Las prácticas orales, anales, de masturbación, el petting y toda la diversidad de formas de disfrutar del acto sexual se redujo a la mera interacción entre pene y vagina. Esta transformación gradual trajo consigo un doble efecto que si bien significó un aumento cuantitativo, redujo cualitativamente el placer femenino. Al tiempo que cada vez más mujeres se abrieron a tener sexo sin tapujos, la calidad de cada encuentro disminuyó a raíz de la penetración como acto sublime del sexo.
Entonces tomó fuerza una problemática que durante mucho tiempo fue parte de los tabúes propios del tema. Con la llegada del coitocentrismo, un sinfín de hombres y mujeres cayeron en cuenta de una evidente falta de coordinación en el tiempo que ambos dedicaban para llegar al orgasmo.

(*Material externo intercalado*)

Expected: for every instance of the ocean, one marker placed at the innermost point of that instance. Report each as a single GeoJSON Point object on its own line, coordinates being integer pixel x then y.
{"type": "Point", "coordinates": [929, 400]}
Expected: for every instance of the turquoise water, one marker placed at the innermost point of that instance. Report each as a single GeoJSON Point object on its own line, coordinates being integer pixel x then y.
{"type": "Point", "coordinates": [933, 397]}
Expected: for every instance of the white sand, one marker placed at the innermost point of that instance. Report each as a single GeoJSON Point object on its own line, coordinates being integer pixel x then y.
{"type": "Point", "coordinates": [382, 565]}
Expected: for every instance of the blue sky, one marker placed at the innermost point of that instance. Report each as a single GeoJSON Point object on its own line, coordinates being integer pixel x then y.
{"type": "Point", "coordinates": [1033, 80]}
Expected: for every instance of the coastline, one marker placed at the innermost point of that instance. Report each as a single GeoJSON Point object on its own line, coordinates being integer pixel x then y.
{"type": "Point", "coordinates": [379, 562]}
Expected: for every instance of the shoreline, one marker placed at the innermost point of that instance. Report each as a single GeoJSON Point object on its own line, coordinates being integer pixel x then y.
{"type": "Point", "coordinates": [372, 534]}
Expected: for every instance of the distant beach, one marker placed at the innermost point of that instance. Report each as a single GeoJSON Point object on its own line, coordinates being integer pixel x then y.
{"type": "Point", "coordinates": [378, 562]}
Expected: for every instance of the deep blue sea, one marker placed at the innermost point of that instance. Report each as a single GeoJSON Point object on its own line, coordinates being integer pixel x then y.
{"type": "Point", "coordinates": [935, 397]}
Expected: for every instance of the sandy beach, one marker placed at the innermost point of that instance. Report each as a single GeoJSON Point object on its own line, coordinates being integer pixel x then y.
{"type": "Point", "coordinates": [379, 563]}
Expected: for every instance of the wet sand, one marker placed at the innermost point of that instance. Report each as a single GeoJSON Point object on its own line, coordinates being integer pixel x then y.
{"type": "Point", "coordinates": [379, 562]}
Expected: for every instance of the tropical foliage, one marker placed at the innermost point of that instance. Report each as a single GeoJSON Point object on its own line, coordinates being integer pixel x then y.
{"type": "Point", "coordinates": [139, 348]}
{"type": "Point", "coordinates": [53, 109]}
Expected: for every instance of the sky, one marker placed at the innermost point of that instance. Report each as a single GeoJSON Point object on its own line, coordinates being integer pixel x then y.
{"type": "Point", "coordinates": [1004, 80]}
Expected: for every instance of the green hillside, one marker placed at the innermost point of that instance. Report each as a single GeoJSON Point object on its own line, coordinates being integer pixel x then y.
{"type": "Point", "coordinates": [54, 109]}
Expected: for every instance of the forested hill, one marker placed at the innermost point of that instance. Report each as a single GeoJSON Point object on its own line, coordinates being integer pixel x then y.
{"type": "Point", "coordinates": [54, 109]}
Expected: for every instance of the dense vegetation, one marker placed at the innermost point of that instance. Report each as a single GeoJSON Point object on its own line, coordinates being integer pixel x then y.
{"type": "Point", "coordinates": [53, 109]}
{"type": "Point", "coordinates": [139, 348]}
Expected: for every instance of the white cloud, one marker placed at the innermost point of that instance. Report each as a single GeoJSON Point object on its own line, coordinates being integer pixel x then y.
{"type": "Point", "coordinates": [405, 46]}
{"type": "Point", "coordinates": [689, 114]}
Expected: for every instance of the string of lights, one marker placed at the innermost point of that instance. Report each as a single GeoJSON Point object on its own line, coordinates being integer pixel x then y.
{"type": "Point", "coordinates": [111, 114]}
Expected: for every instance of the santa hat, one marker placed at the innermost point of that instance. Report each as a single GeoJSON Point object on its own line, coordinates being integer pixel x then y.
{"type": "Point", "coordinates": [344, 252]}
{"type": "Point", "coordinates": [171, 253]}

Por un lado, los hombres se convirtieron en eyaculadores precoces, incapaces de retardar el orgasmo el tiempo necesario para satisfacer a su pareja. Por el otro, las mujeres se hicieron de una incapacidad común para transformar los pocos minutos de sexo en un instante de clímax. Esta concepción es la culpable del gran mito que rodea a la sexualidad en el presente. Para todo el mundo, un encuentro sexual pleno es aquél donde el hombre, convertido en una frenética bestia de dar placer, embiste durante horas con idéntica intensidad a la mujer, insaciable receptora sexual. ¡Nada más falso!